Behavioral responses of copepod Calanus sinicus to bloom-forming algae Prorocentrum donghaiense and Skeletonema costatum

Harmful algal blooms (HABs) severely threaten estuarine and coastal ecosystems in recent decades. The adverse impacts of HABs on zooplankton have been extensively studied, while the strategies employed by zooplankton to cope with HABs remain unclear. The copepod Calanus sinicus is the most dominant zooplankton species in the North Pacific Ocean during spring and early summer, coinciding with frequent blooms of the diatom Skeletonema costatum and the dinoflagellate Prorocentrum donghaiense. To investigate the behavioral responses and energy expenditures of C. sinicus under HAB conditions, we conducted both bottle incubations and high-speed video observations over 24 h. Incubation experiments revealed that the carbon intake rate of C. sinicus when feeding on these harmful algae was significantly lower (1.7 and 0.9 μg C Cop.⁻¹ day⁻¹ from P. donghaiense and S. costatum, respectively) compared to feeding on the healthy prey Platymonas helgolandica, with rates 5–10 times higher. This reduced intake barely met the daily basic metabolic requirements of the copepods. When exposed to P. donghaiense alone, copepods exhibited a pronounced escape-like jumping behavior characterized by high frequency, velocity and straight-line trajectory.
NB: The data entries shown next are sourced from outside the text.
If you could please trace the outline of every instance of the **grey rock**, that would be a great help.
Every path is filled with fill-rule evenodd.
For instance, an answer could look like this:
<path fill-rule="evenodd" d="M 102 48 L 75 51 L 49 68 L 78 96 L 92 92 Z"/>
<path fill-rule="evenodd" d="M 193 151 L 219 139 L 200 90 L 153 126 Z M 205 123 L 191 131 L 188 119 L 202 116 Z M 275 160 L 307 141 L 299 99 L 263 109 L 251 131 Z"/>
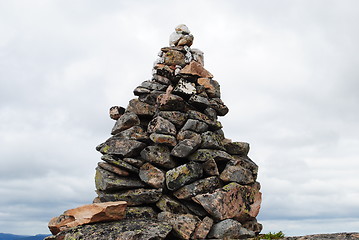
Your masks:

In contrast, their swimming behavior differed when exposed to S. costatum alone, with a higher incidence of short, straight swim bouts likely related to the reorientation of diatom chains before ingestion. These specific behaviors were mitigated when alternative food sources were available alongside the harmful algae. We suggest that C. sinicus has evolved adaptive strategies to cope with blooms of P. donghaiense and S. costatum, including selective feeding on other phytoplankton and microzooplankton and either conserving energy by minimizing movement or rapidly escaping from bloom patches when food resources are severely depleted. These adaptive strategies of C. sinicus in HABs, highlighting the potential resilience mechanisms of zooplankton in fluctuating marine ecosystems, which could inform future conservation and management efforts in coastal waters.